Any rebates handed to consumers from April 6 are annual payments and therefore count towards taxable income, HMRC said. The body will enable investors to pay an estimated level of tax deducted at source until the end of the year.

Historically investors have not declared their rebates as taxable income.

“As was the case prior to the start of the RDR changes, if payments are made to investors in the form of additional units (or cash), then the value of the additional units (or cash) is an ‘annual payment’ and the payer should account to HMRC for an amount in respect of basic rate income tax on the ‘grossed up’ value of the additional units (that is the amount that, after deduction of basic rate income tax leaves the net value of the additional units provided).” HMRC said.

The announcement is a blow for distributors such as execution-only brokers and platforms that rely on rebates - often branded as fund fee ‘discounts’ - to draw in clients.

If rebates are paid within an Isa this will not be taxable, HMRC added.

“Tax will be due from April onwards on all commission paid by investment funds to investors.
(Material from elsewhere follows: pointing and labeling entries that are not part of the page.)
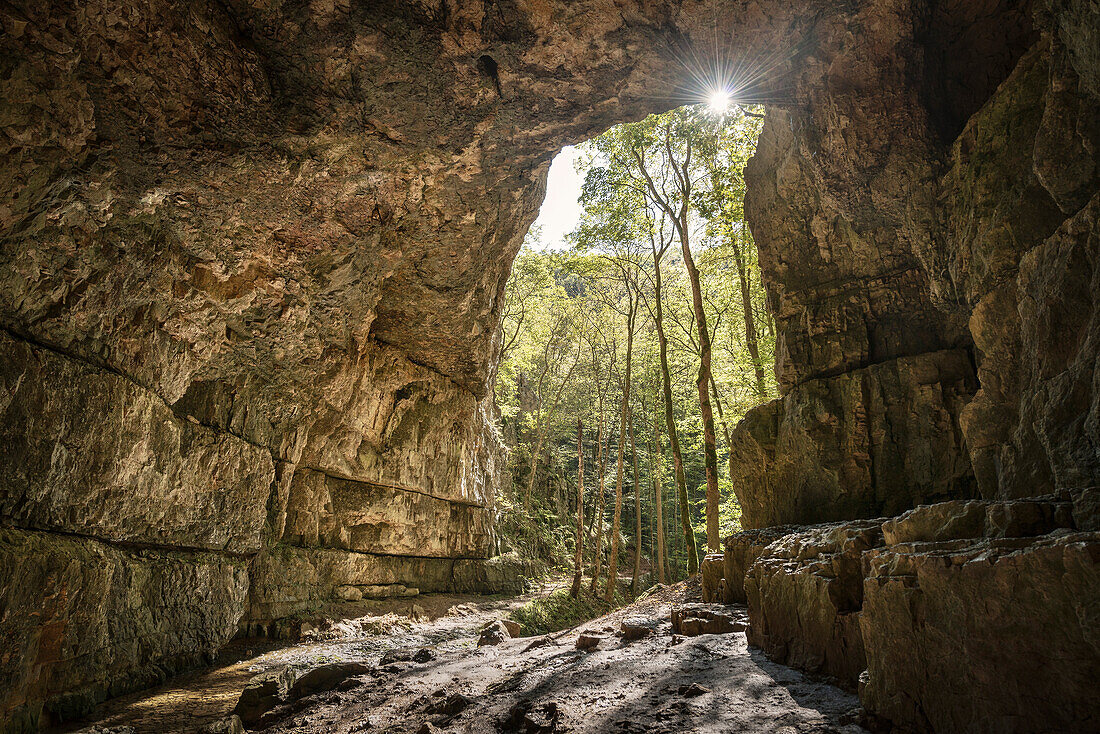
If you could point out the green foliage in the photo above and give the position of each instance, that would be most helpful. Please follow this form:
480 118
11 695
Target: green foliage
567 309
558 611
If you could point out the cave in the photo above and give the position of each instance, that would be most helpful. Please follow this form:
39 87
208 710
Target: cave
252 261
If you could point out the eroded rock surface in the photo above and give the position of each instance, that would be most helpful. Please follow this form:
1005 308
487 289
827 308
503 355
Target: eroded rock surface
251 270
804 595
960 603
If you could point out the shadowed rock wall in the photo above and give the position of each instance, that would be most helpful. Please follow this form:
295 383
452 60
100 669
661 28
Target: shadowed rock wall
251 269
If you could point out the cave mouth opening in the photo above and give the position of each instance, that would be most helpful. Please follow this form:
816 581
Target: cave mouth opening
607 222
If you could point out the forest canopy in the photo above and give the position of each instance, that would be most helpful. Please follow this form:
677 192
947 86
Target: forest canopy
629 354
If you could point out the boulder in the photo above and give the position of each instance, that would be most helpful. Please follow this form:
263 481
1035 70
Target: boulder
711 569
264 692
494 633
985 635
637 627
804 595
230 724
349 593
692 620
589 641
325 678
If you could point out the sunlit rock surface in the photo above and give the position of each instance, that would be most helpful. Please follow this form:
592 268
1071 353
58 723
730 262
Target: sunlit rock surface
251 270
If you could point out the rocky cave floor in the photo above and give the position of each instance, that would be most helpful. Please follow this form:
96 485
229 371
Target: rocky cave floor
385 674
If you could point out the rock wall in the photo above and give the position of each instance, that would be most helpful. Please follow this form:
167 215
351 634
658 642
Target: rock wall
251 270
944 241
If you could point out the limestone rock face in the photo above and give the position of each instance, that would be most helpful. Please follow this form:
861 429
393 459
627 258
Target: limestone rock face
879 439
107 621
1007 631
252 259
739 551
955 610
805 593
328 512
88 451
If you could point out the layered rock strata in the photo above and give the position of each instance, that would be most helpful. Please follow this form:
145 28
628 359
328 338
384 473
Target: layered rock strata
804 595
943 617
252 259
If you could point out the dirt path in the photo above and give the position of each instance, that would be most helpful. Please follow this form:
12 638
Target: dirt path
188 702
659 683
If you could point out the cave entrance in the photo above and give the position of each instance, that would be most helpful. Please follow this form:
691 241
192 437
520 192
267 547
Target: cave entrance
633 222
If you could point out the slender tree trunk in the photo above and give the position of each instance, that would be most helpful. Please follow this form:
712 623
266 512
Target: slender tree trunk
637 515
613 560
541 427
579 554
670 425
725 426
703 383
592 515
658 504
751 339
597 562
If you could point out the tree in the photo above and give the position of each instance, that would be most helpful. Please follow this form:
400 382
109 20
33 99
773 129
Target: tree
579 552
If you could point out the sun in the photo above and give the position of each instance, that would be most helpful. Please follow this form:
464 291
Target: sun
718 101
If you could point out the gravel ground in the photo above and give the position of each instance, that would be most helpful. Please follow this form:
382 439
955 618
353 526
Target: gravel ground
659 683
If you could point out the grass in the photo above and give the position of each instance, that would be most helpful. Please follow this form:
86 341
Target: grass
558 611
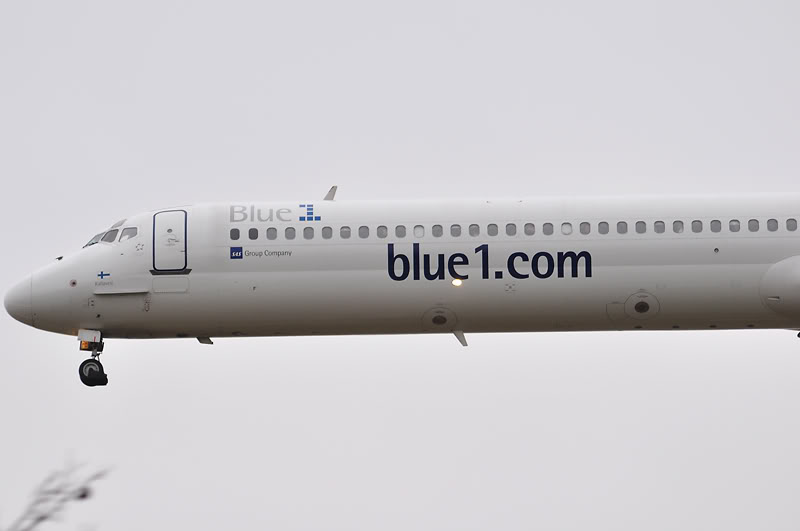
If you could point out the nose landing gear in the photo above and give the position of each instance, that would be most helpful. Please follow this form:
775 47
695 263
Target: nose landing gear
91 371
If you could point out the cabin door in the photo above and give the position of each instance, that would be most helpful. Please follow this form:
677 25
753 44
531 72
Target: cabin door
169 242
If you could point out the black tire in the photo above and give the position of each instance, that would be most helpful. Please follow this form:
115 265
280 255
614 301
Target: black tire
91 373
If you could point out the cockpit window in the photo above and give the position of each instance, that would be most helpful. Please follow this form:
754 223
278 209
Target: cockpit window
95 239
128 233
110 236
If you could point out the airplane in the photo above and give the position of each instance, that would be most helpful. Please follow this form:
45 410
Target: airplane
456 266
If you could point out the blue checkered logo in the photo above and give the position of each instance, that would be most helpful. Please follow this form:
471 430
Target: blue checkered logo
309 214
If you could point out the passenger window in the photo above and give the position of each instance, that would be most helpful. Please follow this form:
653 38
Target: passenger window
110 236
128 233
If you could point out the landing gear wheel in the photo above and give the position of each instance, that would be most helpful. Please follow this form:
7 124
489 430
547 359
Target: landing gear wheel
92 373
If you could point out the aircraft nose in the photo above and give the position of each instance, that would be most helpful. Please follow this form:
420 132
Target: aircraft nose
18 302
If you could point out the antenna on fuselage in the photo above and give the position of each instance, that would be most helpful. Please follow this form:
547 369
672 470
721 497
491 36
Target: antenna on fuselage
331 193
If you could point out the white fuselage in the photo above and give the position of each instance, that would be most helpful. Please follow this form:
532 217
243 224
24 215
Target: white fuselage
387 267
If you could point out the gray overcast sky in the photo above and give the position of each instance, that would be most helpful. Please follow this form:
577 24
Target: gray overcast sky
110 108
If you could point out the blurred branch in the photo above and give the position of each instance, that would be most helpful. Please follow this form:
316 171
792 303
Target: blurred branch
54 494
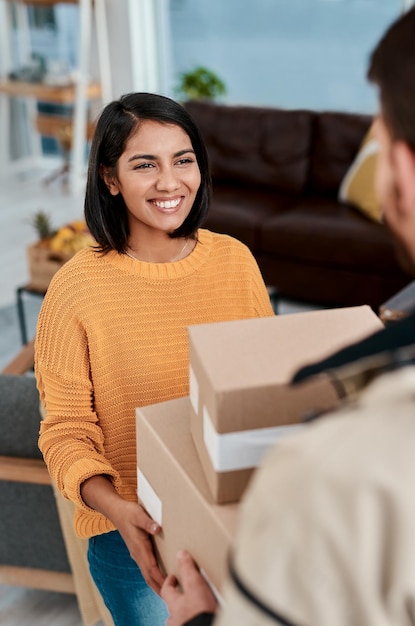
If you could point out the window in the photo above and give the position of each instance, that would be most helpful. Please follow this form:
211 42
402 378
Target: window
288 53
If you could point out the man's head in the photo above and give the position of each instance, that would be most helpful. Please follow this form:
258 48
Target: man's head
392 69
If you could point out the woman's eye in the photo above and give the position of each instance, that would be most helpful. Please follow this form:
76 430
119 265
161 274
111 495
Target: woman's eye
185 161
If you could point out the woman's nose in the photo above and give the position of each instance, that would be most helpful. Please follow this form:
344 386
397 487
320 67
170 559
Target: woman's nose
167 180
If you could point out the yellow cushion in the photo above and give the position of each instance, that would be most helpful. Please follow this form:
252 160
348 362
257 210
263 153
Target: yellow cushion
358 186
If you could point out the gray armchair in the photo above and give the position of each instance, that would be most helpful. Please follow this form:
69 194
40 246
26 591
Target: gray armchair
38 547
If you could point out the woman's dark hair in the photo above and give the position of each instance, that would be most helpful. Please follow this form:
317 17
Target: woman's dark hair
392 69
106 215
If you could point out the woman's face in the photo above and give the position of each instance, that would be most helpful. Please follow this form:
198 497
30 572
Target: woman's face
158 177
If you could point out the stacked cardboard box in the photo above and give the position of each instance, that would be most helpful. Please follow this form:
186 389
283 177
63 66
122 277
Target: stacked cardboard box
241 401
173 489
197 454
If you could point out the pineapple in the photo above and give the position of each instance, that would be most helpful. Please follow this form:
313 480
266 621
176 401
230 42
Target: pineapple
42 224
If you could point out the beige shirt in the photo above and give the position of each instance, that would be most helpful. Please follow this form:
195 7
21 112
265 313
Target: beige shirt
327 533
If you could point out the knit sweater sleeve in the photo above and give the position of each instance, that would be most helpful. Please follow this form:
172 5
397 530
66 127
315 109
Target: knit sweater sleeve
70 439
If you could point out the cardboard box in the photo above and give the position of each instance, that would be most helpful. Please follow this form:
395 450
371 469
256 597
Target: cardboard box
173 489
241 402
We will not collect tax on earlier years’ commission,” HMRC added in a statement.

“Until the end of 2013, to allow the rules to bed in, we will accept an estimate of tax deducted at source. We will work very closely with stakeholders to ensure the rules are applied fairly across the board.”

The FSA is expected to follow through on plans to ban the payment of cash rebates to clients later this year, insisting that clients be given extra fund units instead. HMRC said that income tax is payable by the client on the gross value of these units.

It was revealed in February that the FSA will continue to allow very small rebates to be paid in cash - if they come to less than £1 per month.